The woman’s eldest daughter, a 19-year-old student, said before the activists came her siblings — aged from 6 to 18 — had to study by candlelight or with oil lamps in an unheated house.
“Our only income is a euro400-euro500 ($535-$668) welfare payment every two months,” said the student, Vasso. “PPC disconnected us because we owed them money, and we were left in the dark for about a month, but then some gentlemen came and reconnected us. Now we have heating again.”
She didn’t want her full name used because she was afraid authorities would track down her family.
What the activists are doing is illegal and can be punished by more than ten years’ imprisonment depending on the size of the outstanding bills, although in most cases sentences do not exceed five years.
“Greek law treats the theft of electricity like any other common theft,” University of Thessaloniki law professor Lambros Margaritis said.

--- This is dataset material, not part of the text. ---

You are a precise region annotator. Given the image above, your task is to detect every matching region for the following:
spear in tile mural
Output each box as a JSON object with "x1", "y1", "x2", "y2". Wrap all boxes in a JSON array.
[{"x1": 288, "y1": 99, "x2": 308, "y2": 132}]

Undeterred, a three-strong activist team recently reconnected a house in the small town of Meliki, where a 54-year-old woman lives with her two unemployed sons in their thirties. Working deftly, it took them 15 minutes.
“We’re not stealing, the electricity consumption is recorded,” Aslanoglou said. “The poor houseowners can’t face consequences, it’s us who do the reconnecting.”
Hence the stickers.
Veria activists claim their campaign is catching on in other parts of the country — particularly since the introduction in September of a deeply resented new property tax levied through power bills. People who can’t pay the new tax face losing their power supply.
That prospect has enraged even PPC employees, who staged a sit-in at a company office in Athens to disrupt the collection of the new emergency tax.
While the Veria municipal authority says have-nots should not be disconnected over the new tax, Mayor Haroula Ousountzoglou says the activists are going too far.
“What the group is doing may be very romantic, it is, however, dangerous,” Ousountzoglou told the AP. “PPC just goes and cuts off the electricity again, and imposes additional charges.”
In cases of repeated illegal reconnection, homeowners can also face prosecution — or have their link severed at the nearest electricity pole, a drastic move that activists are powerless to counter.
PPC public relations officer Kimon Stergiotis warned that the company is determined to protect its interests.
“To illegally reconnect cut power links poses severe threats to the life and property of unsuspecting citizens,” he said. “In any case, PPC will use the law to its utmost severity.”
Ousountzoglou said her town has about 330 families on a welfare program that sometimes includes assistance in paying power bills.
“But our funds are constantly dwindling, and I keep making the rounds of local firms to ask for contributions,” she added.
The Veria mayor has threatened to sue PPC if people who really can’t pay the property tax are left without power.
“We told them we’re not joking,” she said. “PPC can’t behave like that to needy people.”